Dorgival Henrique
Liberalismo e democracia não são equivalentes. Enquanto o liberalismo limita o poder do Estado e prioriza o mercado, a democracia afirma a soberania popular e o direito coletivo de decidir os rumos do desenvolvimento. Hoje, decisões estratégicas migraram para mercados financeiros e corporações transnacionais, esvaziando a legitimidade democrática.
A Constituição de 1988 nasceu como ruptura com esse modelo de subordinação. Fruto da luta contra autoritarismo e dependência externa, consagrou soberania nacional, direitos sociais e o papel do Estado no desenvolvimento. Internacionalmente, reforçou autodeterminação, multilateralismo e solução pacífica de conflitos, rejeitando ordens impostas por potências hegemônicas.
O sistema internacional atravessa uma convulsão estrutural. Antigos equilíbrios se desfazem, países ascendem e descem na hierarquia global, e a disputa pelo poder se intensifica entre potências que tentam preservar uma ordem em decomposição e aquelas que a desafiam. Esse cenário de instabilidade expressa o avanço da “entropia” do sistema — a tendência à perda de coesão e regras compartilhadas. Para conter isso, a ordem em crise reage ampliando tensões, zonas de conflito e mecanismos de coerção. É nesse contexto que o unilateralismo de Trump deixa de ser exceção e se torna método, tornando improvável qualquer retorno à ordem anterior. Como observa “José Luís Fiori”.
Não se trata apenas de crises ou ameaças difusas, mas de ações deliberadas de coerção política e econômica — incluindo tentativas de sequestro político e territorial, como no caso da Groenlândia — que reforçam a dificuldade de restaurar a antiga normalidade internacional.
Em sentido oposto, o êxito do Brasil na consolidação do acordo Mercosul‑União Europeia demonstra que é possível expandir comércio e integração econômica sem submissão política, por meio de negociação multilateral, regras compartilhadas e respeito à soberania nacional. O pacto é também uma afirmação política contra coerção e unilateralismo.

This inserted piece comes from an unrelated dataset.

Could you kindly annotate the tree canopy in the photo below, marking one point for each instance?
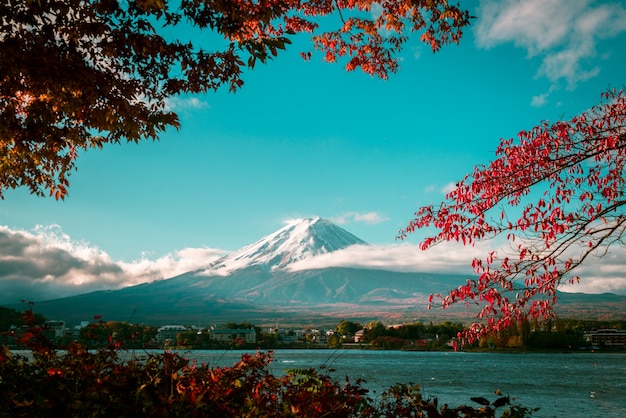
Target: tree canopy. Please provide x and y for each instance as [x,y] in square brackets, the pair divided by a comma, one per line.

Defender a Constituição de 1988 não é simbólico. Internamente, exige fortalecer direitos sociais, democracia substantiva e capacidade estatal de induzir desenvolvimento. Externamente, impõe ao Brasil aprofundar multilateralismo, Mercosul, BRICS e cooperação Sul–Sul, protegendo a autonomia nacional.
A ofensiva de nosso tempo opõe soberania democrática e submissão política. A Constituição de 1988 segue atual porque afirma que não há democracia possível sob coerção externa nem desenvolvimento legítimo sob tutela estrangeira. O grande dilema de nosso tempo é a sobrevivência da soberania democrática frente à imposição de uma nova ordem de submissão imperial. O desafio é escolher caminhos de autonomia, cooperação e resistência à dominação global.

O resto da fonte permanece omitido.